The Simplest Fix

The jangling tswaerp of an alert notification pulled Dave away from his casual browsing. Irritated, he reached for his phone; it was surely just another false alarm, but making sure it was a false alarm was his job, after all.

Primary service endpoint inaccessible for 15 seconds, read the alert text, and Dave sighed in annoyance. How many times had he argued for raising that threshold? Even a simple network outage, perhaps a farmer digging where they shouldn’t, could cause a blip like that as the networks auto-routed around the damage. But the suits said 15 seconds, so 15 seconds it was.

Well, a simple confirmation could solve this. He opened a fresh client instance and waited for the service’s greeting page to show.

And waited.

And waited, as lines of worry began to crease his brow.

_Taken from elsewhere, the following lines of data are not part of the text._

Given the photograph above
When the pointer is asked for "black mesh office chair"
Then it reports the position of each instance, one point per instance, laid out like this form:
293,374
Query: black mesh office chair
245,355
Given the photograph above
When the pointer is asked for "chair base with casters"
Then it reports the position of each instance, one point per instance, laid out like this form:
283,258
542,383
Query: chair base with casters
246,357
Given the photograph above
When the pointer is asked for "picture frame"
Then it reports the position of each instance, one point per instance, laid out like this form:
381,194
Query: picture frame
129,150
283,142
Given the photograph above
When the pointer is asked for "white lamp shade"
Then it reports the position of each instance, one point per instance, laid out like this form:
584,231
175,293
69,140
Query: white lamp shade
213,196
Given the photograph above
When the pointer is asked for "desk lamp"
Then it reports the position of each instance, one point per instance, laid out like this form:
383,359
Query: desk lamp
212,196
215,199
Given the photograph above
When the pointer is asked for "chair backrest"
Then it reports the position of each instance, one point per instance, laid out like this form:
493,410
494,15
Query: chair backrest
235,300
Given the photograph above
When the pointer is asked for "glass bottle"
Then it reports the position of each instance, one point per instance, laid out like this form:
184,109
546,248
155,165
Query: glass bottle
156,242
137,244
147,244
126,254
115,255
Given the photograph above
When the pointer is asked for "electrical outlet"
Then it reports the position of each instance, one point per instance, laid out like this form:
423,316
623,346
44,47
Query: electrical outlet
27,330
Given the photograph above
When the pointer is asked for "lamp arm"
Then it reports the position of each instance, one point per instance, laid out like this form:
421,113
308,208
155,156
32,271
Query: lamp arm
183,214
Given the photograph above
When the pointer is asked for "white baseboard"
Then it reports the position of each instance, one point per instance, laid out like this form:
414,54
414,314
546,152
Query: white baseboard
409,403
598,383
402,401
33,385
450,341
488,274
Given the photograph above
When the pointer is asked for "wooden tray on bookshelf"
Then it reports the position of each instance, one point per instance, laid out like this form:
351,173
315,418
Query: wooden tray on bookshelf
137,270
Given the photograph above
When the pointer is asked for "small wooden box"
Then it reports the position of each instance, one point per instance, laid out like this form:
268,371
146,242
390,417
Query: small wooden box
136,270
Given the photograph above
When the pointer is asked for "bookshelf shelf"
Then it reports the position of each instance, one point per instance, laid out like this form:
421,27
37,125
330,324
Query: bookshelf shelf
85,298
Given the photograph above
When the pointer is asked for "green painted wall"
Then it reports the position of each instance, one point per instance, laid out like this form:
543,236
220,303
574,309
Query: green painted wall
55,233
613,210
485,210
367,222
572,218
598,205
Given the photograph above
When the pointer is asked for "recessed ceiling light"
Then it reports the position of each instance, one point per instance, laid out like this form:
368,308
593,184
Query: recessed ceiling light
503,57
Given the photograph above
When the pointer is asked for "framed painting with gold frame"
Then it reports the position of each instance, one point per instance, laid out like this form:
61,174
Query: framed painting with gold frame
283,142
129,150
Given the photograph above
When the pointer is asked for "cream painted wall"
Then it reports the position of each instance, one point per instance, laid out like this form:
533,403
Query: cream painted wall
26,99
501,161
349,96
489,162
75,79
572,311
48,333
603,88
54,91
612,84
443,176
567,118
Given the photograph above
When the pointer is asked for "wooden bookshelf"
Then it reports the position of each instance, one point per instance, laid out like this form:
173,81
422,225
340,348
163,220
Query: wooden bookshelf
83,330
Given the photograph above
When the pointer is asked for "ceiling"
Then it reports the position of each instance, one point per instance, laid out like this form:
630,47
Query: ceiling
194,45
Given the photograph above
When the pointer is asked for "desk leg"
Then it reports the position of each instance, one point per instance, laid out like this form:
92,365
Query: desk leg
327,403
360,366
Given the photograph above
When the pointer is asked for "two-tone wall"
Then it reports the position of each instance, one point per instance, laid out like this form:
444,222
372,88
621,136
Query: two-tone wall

Even before the client timed out and displayed its error message, Dave set the phone down and brought up the system management interface on his work terminal. Then he stared in disbelief at the story it told: a bare ten percent of the allocated server instances running, that number dropping even as he watched. “What the hell . . . ?” he whispered.

Tswaerp, his phone replied helpfully. Primary service endpoint inaccessible for 60 seconds.

Jabbing the alert away, he pulled up the event log. Was there some sort of hardware issue, like a cooling failure causing all the machines to shut down? Was it perhaps just a particularly bad configuration mistake, a bad setting which was only now taking effect? Or was there something more nefarious going on?

But the story the log told did not appear to fit any of those patterns. Server instances going down, being restarted, then immediately failing again, continuing even as he watched. Load balancers reconfiguring themselves over and over. And—build failures?

Tswaerp. Auto-repair actions exceeding threshold.

Dave reached reflexively for the “mute” button, then hesitated at the unfamiliar alert.

Tswaerp. Primary service endpoint inaccessible for 60 seconds.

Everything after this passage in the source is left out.